In this study we have chosen to validate the use of qPCR technology for detection of microdeletions or microduplications using Velocardiofacial Syndrome (VCFS) or chromosome 22q11 deletion syndrome (22q11DS) as a test model. The frequency of the causative deletion for 22q11DS in the general population is 1 in 3000 live births, making it one of the most common constitutional genomic alterations found in humans [7]. 22q11DS is suspected in individuals with characteristic clinical findings and is confirmed in most cases by detection of a sub-microscopic deletion using FISH.

The currently accepted clinical laboratory assay for 22q11DS uses the TUPLE1 FISH probe, which is located within a typically deleted region of approximately 3 Mb. Although this assay can detect the majority of affected patients (85–90%), many patients with phenotypic features of 22q11DS have no deletion detectable by FISH testing. As a consequence these patients will go undiagnosed due to the presence of atypical deletions that map outside the area covered by the TUPLE1 probe [812]. In addition, there have been reports of individuals with some features of 22q11DS with microduplications of 22q11.2 [13]. Unfortunately, clinical FISH assays are not usually capable of detecting such duplications, so alternative methods, such as FISH analysis of interphase nuclei, are required [14]. However, such techniques require advanced optical instrumentation, presently only used in specialized research laboratories. Alternative molecular technologies that could potentially be used to screen deletions in the diagnose of 22q11DS is multiplex ligation-dependent probe amplification (MLPA) [15] or microsatellites marker analysis [10].

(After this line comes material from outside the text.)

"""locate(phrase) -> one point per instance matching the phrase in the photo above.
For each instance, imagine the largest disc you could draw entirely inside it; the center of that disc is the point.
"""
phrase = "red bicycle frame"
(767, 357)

The novel approach validated in this study utilized qPCR rather than FISH to detect copy number alterations (microdeletions and microduplications) in patient DNA. This approach had several advantages. Primers were selected within regions of unique sequence utilizing publicly available sequence databases [1624]. This method can allow for the production of a high-resolution map of any region of interest; the 22q11DS region is used in this example. The qPCR technique provides a quantitative measurement of DNA copy number and accurately characterizing chromosomal breakpoints. This method will therefore permit the identification of individuals who would otherwise go undetected by the currently available clinical FISH methods. In addition, qPCR provides greater flexibility and adaptability, whilst being less technically challenging than FISH, thus making it more appropriate for use in a large number of laboratories. Furthermore, the qPCR technique only takes a fraction of the time usually required for FISH, which allows for multiple samples and multiple primer sets to be studied in parallel, using convenient and cost effective high throughput analysis. The method described in this paper has been evaluated using patient and controls samples with known copy number changes on 22q11. The approach can be readily adapted for molecular diagnostics of any region of the genome suffering recurrent constitutional genomic deletion or duplication.

Results

Fish results

The twelve patients utilized in this study have previously been analysed in a clinical laboratory by FISH using the TUPLE 1 probe. Using this test, six of the patients (group 1) were identified as 22q11 deletion positive whilst the other six (group 2) and the four controls showed normal cytogenetic results. The DNA sample known to have three copies of 22q11 (trisomy for chromosome 22) had been previously analysed by FISH [25].

Primer design

The most critical factor for successful detection of micro-alterations using qPCR was primer design. To guarantee optimal primer design a high-resolution 22q11.2 physical map was constructed using information available from published reports [812, 2634] and online databases and repositories [1624]. This allowed for the identification of unique sequences within the 22q11DS affected region whilst also avoiding the complex repetitive regions. Figure 1 shows a schematic representation of the 22q11.2 region studied in this work, the location of previously reported deletions and deletions identified from our study are shown as are the location of primers, repeat sequences, known genes and pseudogenes.

Figure 1
figure 1

Schematics of the 22q11.2 region. Previously reported deletions and deletions identified from our study are shown. A) The 10 qPCR primers used to screen for hemizygous deletions, orientation is centromere to telomere. B) Known low copy number repeats or segmental duplications in 22q11.2: LCR-A, LCR-B and LCR-D (Shaikh et al., 2000). C) Known genes [24]. D) Location of previously reported deletions in 22q11DS patients. E) Locations of hemizygous deletions and duplications identified in this study. For D and E, hashed ends represent regions of uncertainty regarding precise location of deletion breakpoints.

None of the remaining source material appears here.